I am now thinking something in our mash tun setup is causing a poor reading. Maybe our sight glass setup is to blame, or the level at which we are mounting it. Either way, we need a better set-up.

The best performing thermo I have is the Taylor digital. I bought two, and one arrived with a dead battery and the other got wet internally despite its waterproof claim.

I cleaned them out and replaced their batteries. They both seem to work and are within a half a degree of each other at room temp. Best of all, they can be calibrated.

I hope to fashion some type of extra waterproofing for them. Perhaps I will wrap it in saran wrap. I thought of sugru but it is not food safe.

Well, perhaps we were too hasty in making a judgment about the Belgian yeast. It worked! Well, started anyway. Fingers crossed.

The temp controller is working well too. Now within 0.2 degrees C of target.

After 18 hours, our American Ale yeast is going strong. The Belgian, not so much. We pitched two vials of White Labs to boot. Hoping it is just a slow start.

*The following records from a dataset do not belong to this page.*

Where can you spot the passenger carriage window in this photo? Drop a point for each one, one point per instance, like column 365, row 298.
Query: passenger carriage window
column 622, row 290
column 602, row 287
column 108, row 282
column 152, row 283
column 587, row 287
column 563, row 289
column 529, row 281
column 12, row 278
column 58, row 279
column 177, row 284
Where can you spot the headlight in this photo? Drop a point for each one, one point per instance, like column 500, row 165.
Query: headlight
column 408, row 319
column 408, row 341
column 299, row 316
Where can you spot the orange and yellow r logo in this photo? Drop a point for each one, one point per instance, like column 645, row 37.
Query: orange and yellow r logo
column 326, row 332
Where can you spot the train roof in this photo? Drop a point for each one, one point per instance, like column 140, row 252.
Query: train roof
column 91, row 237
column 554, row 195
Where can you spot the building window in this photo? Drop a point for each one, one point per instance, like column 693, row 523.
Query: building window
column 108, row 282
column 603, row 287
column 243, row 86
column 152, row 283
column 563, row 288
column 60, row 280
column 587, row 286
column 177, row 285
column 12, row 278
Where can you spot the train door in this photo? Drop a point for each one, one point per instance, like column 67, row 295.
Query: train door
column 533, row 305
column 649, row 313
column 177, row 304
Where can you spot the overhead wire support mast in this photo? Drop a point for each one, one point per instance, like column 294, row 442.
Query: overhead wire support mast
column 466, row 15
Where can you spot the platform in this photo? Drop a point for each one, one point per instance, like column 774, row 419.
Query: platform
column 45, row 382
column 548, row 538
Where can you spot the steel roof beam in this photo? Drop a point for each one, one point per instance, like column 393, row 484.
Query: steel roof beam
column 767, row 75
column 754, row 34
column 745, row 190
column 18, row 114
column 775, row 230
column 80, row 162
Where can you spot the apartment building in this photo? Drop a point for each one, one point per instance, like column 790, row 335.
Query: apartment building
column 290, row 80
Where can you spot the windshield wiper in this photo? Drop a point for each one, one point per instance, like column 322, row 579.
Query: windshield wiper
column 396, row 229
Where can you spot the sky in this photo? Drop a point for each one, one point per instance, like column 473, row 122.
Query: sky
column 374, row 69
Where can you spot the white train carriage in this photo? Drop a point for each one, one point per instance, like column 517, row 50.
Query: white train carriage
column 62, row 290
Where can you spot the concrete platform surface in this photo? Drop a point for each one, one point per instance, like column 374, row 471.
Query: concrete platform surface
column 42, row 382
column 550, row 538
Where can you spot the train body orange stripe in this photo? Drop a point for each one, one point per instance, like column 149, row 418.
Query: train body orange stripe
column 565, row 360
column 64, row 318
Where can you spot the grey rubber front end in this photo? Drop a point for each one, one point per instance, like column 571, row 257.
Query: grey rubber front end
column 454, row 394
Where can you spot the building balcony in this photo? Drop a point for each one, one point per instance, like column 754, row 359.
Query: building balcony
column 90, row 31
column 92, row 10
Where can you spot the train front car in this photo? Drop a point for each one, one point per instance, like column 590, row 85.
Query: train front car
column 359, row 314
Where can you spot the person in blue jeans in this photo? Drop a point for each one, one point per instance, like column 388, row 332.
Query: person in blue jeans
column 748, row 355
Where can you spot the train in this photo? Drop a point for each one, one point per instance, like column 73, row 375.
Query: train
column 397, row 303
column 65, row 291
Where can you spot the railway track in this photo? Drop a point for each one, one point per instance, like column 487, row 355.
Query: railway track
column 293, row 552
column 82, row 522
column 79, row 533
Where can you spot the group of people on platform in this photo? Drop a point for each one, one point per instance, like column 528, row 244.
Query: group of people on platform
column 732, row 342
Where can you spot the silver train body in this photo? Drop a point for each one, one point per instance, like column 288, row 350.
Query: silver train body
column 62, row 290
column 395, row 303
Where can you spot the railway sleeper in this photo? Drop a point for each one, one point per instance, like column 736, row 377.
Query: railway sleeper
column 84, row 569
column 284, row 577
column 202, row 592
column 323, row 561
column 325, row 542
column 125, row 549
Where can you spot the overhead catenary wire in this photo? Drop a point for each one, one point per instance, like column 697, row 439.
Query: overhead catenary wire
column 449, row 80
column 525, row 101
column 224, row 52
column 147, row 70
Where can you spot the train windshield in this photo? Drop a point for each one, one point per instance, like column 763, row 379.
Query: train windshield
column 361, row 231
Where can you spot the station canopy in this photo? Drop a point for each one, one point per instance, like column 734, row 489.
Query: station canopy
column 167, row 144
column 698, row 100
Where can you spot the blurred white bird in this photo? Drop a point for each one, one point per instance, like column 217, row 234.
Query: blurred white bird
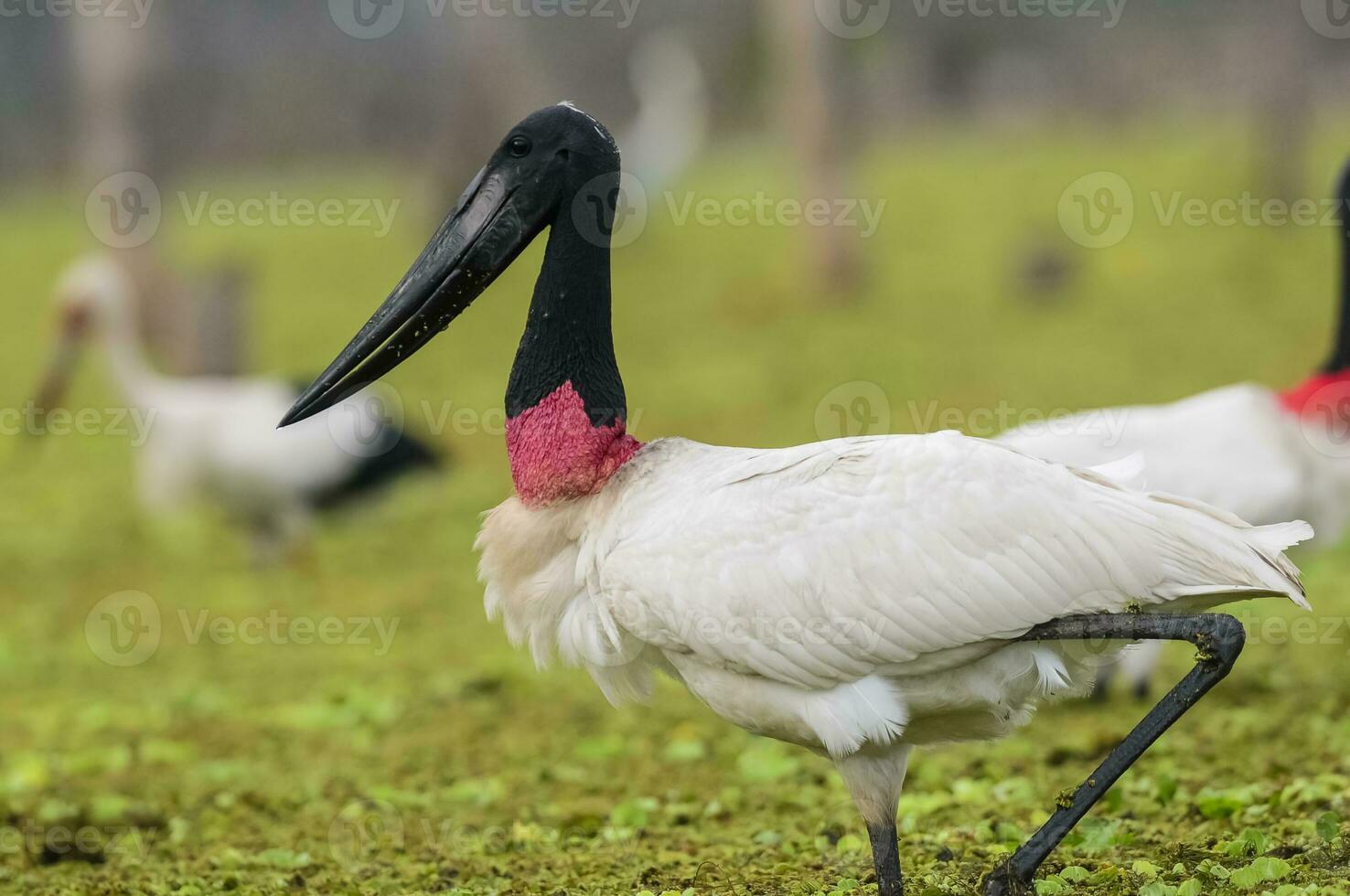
column 670, row 128
column 1259, row 453
column 857, row 597
column 215, row 439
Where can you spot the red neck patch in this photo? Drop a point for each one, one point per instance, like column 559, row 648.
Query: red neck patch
column 1318, row 394
column 556, row 453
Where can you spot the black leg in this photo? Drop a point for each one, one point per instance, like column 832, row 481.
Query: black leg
column 1102, row 687
column 885, row 859
column 1218, row 638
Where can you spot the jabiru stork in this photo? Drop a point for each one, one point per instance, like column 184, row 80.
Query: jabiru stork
column 857, row 597
column 213, row 437
column 1261, row 453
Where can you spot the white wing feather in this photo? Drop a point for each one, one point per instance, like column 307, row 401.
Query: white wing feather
column 899, row 550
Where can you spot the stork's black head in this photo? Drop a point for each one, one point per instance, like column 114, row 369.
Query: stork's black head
column 541, row 169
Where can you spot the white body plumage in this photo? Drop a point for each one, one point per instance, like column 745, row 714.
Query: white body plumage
column 1233, row 447
column 856, row 597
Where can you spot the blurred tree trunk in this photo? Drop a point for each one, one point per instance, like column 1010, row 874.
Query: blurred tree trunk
column 188, row 329
column 808, row 112
column 1282, row 104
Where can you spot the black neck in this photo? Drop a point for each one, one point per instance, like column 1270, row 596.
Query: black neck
column 567, row 334
column 1341, row 357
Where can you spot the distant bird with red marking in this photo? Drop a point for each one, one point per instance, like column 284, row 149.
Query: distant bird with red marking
column 1261, row 453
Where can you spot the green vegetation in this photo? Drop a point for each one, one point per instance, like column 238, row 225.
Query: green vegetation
column 447, row 764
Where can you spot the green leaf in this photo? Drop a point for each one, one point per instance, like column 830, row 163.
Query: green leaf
column 1259, row 872
column 1145, row 869
column 1329, row 826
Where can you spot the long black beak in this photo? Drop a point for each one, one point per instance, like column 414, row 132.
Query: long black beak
column 57, row 377
column 479, row 239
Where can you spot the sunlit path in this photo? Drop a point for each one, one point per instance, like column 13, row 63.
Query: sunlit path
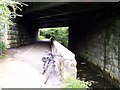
column 24, row 69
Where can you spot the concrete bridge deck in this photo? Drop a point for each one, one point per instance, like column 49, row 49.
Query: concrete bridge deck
column 24, row 70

The temp controller is working but reading a bit low. Overshot by almost a full degree as it brought the temps down for the first time. At the lower temp, the “heat” lamp is lit. If we had a heating element, we could have a closer temp.

We kegged our two seasonal beers. They are both pretty weak. Too thin due to our poor efficiencies. If they don’t work we should have enough time to crank one out for Christmas. Gassing to 2.5 volumes or 12psi at 40 degrees.

Today we brewed 10 gallons of Blonde Ale, somewhat duplicating one of our best beers yet.

We pitched an American Ale yeast on one half. We used a dry yeast for the first time. The other half is fermenting with a Belgian Ale yeast.

Me missed our mashing temperature again. This time by only two degrees. We did a small decoction to bring the temp back up and mashed for an extra 15 minutes. I think our efficiency was better than 70% (according to Beer Tools Pro).

All went well, except a small miscalculation had us using half the hops called for in the recipe. We may dry hop to bring up the hop flavor or we may just leave it. We will figure it out after we taste it before kegging.

We brewed two seasonal ales, a Christmas and a Pumpkin. Our brew day began at 5:00pm on a Friday and ended at 2:00am on Saturday morning. The long hours, late night and a few beers each conspired to mess us up.

We missed our mash temps by a lot. Our thermometers were all wrong, the pumpkin absorbing heat and a lack of attention all added up to less than 50% efficiency on one of the beers and less than 60% on the other.

Lots of lessons learned.

We had no real way to regulate the temperature on our new display refrigerator. The internal thermostat keeps the temperature at 39 degrees F no matter how you set the dial.

This controller will allow us to dial in the temperature to within 1 degree Celsius. We have ordered a controller that will control heat as well as cooling. When that one arrives, we will put it into this enclosure and move the current, cool only, controller to the kegerator.
We will add some kind of element to warm the fridge for those very few nights when the ambient temperature might bring the fridge temp to below our target. This is probably overkill, but temperature control is vital to good fermentation. Lagering is something we want to get good at too.

We kegged the Blonde Ale (no pictures, sorry).

SG: 1.101 or alcohol of 6.02%. A bit out of style. Color and flavor are spot on, however. Will be really good when properly cold and carbonated.

We also measured and marked the carboys. We have been over filling the big ones and under filling the small. We have two 5 gals, one 6.5 gal, and one 7.5 gal. We also have another 6.5 gal that cracked. Funny how no two are the same.

Fridge now has 20 gallons in kegs. Actually ~18 as we have been sampling the SNPA clone.

The first resident of our new fridge is our two week old Sierra Nevada Pale Ale Clone (I think we need to come up with a better name for it).

We are dialing in the temperature and hope to get good results. We have other ideas for temperature control, but we may luck out with the stock thermostat.

We found this display merchandiser on Craigs list. Good price and in better than fair condition.

We can fit twelve Cornileus kegs or eight carboy fermenters.

Overkill? It will make for a great lagering chamber that we can serve from as well.

All we need now is a controller to dial in temperature as this unit is optimized for 34 to 38 degrees.